Lorsqu’elle était arrivée chez sa grand-mère, la mémère Maria était toute froide. De sa bouche grande ouverte sortait de gros ronflements, plutôt de douloureux râles. Une demi-heure plus tard, le bon’ôme en robe était accouru pour lui donner l’extrême-onction. Peu après, la mémère Maria avait rendu son dernier souffle. Aussitôt, le nonôn Popaul (la tâta Nénète était restée chez elle pour garder les enfants), le nonôn Popaul s’était précipité pour ouvrir la fenêtre afin que l’âme de la mémère s’envole…

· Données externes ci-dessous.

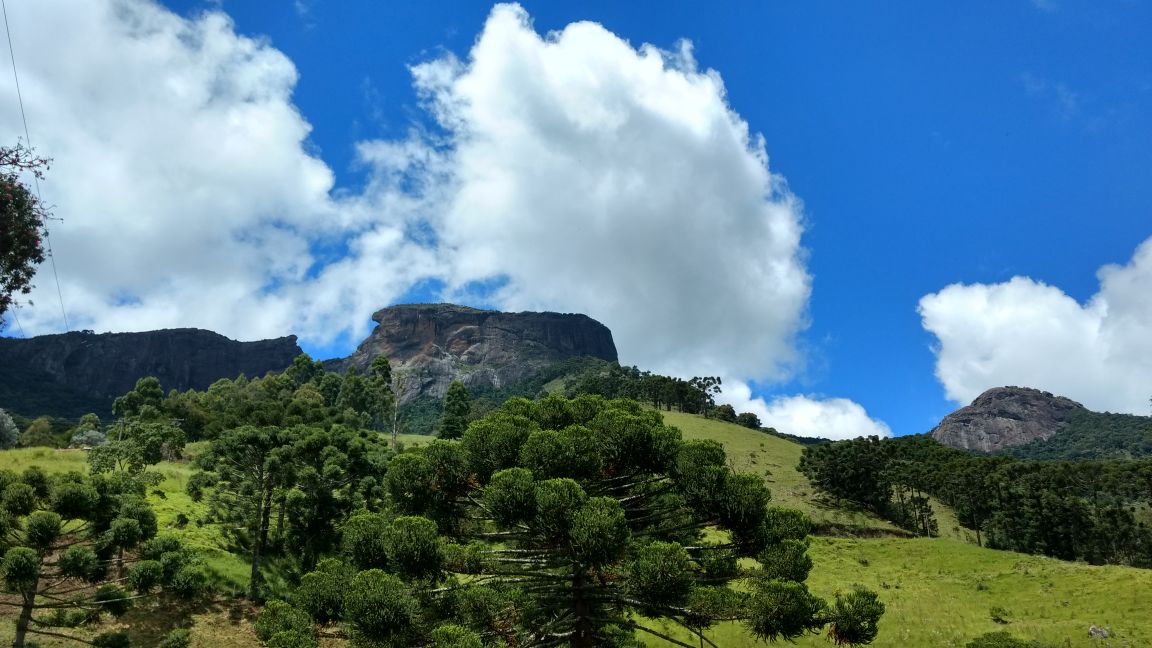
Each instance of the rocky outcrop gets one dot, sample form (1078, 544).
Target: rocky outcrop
(1006, 417)
(431, 345)
(70, 374)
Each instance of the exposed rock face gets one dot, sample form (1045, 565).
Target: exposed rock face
(67, 373)
(431, 345)
(1003, 417)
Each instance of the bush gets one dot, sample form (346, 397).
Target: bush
(1003, 640)
(292, 639)
(279, 617)
(379, 607)
(455, 637)
(321, 593)
(112, 640)
(179, 638)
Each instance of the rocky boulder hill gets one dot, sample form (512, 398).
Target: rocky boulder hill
(1003, 417)
(432, 345)
(72, 374)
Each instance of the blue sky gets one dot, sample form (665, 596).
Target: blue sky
(927, 144)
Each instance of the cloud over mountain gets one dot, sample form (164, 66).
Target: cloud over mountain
(1025, 332)
(569, 171)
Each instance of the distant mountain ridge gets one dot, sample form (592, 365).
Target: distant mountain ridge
(1003, 417)
(429, 345)
(1036, 424)
(72, 374)
(432, 345)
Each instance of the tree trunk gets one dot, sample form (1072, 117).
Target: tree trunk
(25, 618)
(280, 518)
(583, 635)
(264, 513)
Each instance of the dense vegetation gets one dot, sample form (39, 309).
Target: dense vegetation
(1092, 435)
(552, 521)
(1092, 511)
(581, 521)
(22, 217)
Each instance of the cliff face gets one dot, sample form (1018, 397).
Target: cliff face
(70, 374)
(1005, 417)
(431, 345)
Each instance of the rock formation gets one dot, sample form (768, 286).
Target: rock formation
(1005, 417)
(431, 345)
(70, 374)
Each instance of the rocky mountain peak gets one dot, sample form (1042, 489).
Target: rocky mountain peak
(1005, 417)
(431, 345)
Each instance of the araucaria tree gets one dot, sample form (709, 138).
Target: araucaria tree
(576, 522)
(65, 540)
(457, 405)
(21, 224)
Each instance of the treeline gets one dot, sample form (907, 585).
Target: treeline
(1093, 511)
(1092, 435)
(550, 522)
(694, 396)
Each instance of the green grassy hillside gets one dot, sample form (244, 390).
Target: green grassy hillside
(941, 592)
(938, 592)
(750, 451)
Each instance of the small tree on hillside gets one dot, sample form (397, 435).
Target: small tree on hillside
(9, 434)
(577, 522)
(22, 228)
(60, 537)
(457, 405)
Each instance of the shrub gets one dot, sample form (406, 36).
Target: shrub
(179, 638)
(279, 617)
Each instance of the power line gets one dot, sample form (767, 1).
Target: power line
(20, 98)
(16, 319)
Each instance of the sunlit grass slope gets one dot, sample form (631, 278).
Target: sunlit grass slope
(775, 459)
(941, 592)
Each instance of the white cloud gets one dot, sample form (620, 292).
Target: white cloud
(1024, 332)
(599, 178)
(182, 176)
(808, 415)
(573, 171)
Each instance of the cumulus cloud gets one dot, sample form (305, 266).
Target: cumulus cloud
(1025, 332)
(808, 415)
(570, 171)
(183, 176)
(593, 176)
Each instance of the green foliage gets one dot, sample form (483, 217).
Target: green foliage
(22, 221)
(412, 549)
(1083, 510)
(112, 640)
(9, 435)
(21, 570)
(42, 530)
(379, 607)
(321, 593)
(112, 598)
(278, 617)
(1002, 639)
(854, 616)
(1092, 435)
(455, 637)
(39, 432)
(782, 610)
(457, 405)
(660, 574)
(748, 420)
(179, 638)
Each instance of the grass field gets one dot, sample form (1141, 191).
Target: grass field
(938, 592)
(775, 459)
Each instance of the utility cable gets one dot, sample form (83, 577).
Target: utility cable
(20, 98)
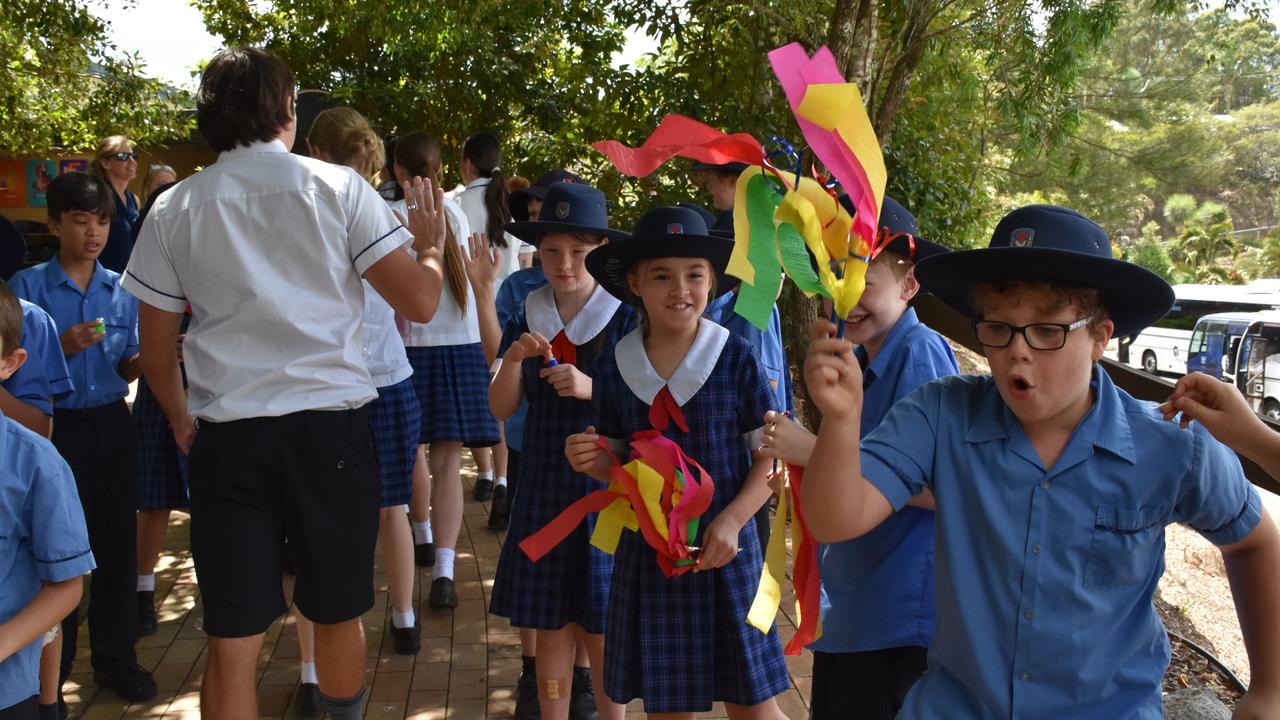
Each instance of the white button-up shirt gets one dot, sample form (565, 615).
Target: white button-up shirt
(268, 249)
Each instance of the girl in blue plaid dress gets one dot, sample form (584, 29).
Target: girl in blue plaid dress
(451, 376)
(682, 643)
(565, 595)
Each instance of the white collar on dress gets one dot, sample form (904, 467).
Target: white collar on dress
(690, 374)
(543, 317)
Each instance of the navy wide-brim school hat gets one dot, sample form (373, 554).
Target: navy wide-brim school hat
(519, 201)
(662, 232)
(903, 228)
(570, 208)
(1056, 245)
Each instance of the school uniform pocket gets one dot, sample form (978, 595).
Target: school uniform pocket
(1127, 547)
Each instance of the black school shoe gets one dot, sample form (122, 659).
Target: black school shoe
(407, 641)
(310, 702)
(133, 684)
(146, 613)
(526, 697)
(443, 595)
(424, 554)
(581, 703)
(499, 510)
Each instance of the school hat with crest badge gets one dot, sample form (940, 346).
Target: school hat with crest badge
(662, 232)
(519, 201)
(1056, 245)
(568, 208)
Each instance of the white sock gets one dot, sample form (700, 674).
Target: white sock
(402, 619)
(421, 532)
(443, 566)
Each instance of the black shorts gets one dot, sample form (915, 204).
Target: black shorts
(309, 478)
(864, 686)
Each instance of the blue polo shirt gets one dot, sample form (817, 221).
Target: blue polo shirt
(768, 343)
(877, 591)
(94, 369)
(42, 538)
(1046, 577)
(44, 377)
(511, 297)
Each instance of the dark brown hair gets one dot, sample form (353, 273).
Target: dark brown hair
(485, 154)
(420, 155)
(10, 322)
(242, 98)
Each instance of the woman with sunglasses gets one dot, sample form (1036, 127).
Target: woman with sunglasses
(117, 163)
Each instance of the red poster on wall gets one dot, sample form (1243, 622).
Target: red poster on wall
(13, 183)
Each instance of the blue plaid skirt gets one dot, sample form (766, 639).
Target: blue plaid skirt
(452, 384)
(396, 419)
(161, 466)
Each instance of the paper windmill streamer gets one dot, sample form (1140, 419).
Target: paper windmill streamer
(661, 492)
(686, 137)
(804, 574)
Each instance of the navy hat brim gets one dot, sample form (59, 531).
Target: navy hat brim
(1134, 296)
(611, 263)
(534, 231)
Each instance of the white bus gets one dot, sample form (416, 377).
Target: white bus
(1162, 347)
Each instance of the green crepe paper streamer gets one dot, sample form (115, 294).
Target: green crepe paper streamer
(755, 301)
(795, 260)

- C’est quoi l’âme ? (interrogea ma sœur).
- T’as le temps de savoir ça (avait simplement répondu notre maman).
- C’est comme not’ Sotré ?
- Si tu veux…
Notre maman ne voulait pas polémiquer. Mais, ma sœur avait fait la relation : le bon’ôme en robe était venu pour chasser not’ Sotré de la tête de la mémère Maria. Alors, plus tard dans la soirée, sous l’apparence de la mémère Maria, not’ Sotré était venu dans le couloir pour effrayer notre maman. N’allons pas si vite en besogne… Retournons chez la mémère Maria.
Un voisin avait téléphoné à notre bon docteur. Et, celui-ci, était revenu pour constater la mort.
- Tout le monde l’embrassait (fit notre maman avec une moue effrayante).
- Et toi ? (demanda notre papa avec un sourire narquois).
- Certainement pas ! J’m’es réfugiée dans l’atelier de la tante Luluce et j’en ai plus bougé.
Notre maman expliquait sa phobie des morts parce que, lorsqu’elle était petite, vers six ou sept ans, on l’avait obligée à rendre hommage à la sœur Pauline. Que je t’explique. A l’époque que ce soit à l’école communale ou à l’école privée, l’enseignement était dispensé par les bonnes sœurs de la Doctrine Chrétienne. Je sais bien que si tu es originaire de l’Intérieur, tu t’imagines que je déraille. Et, pourtant.
Ainsi, puisque l’une d’elles était passée à trépas, les bonnes sœurs avaient décidé que les écolières et écoliers lui rendraient hommage et défileraient devant le cadavre. De cette époque datait le traumatisme de notre maman. Rassures-toi, depuis la guerre, donc à mon époque et à celle de ma sœur, les bonnes sœurs ne régnaient plus que sur l’école maternelle et ces hommages aux cadavres avaient cessé.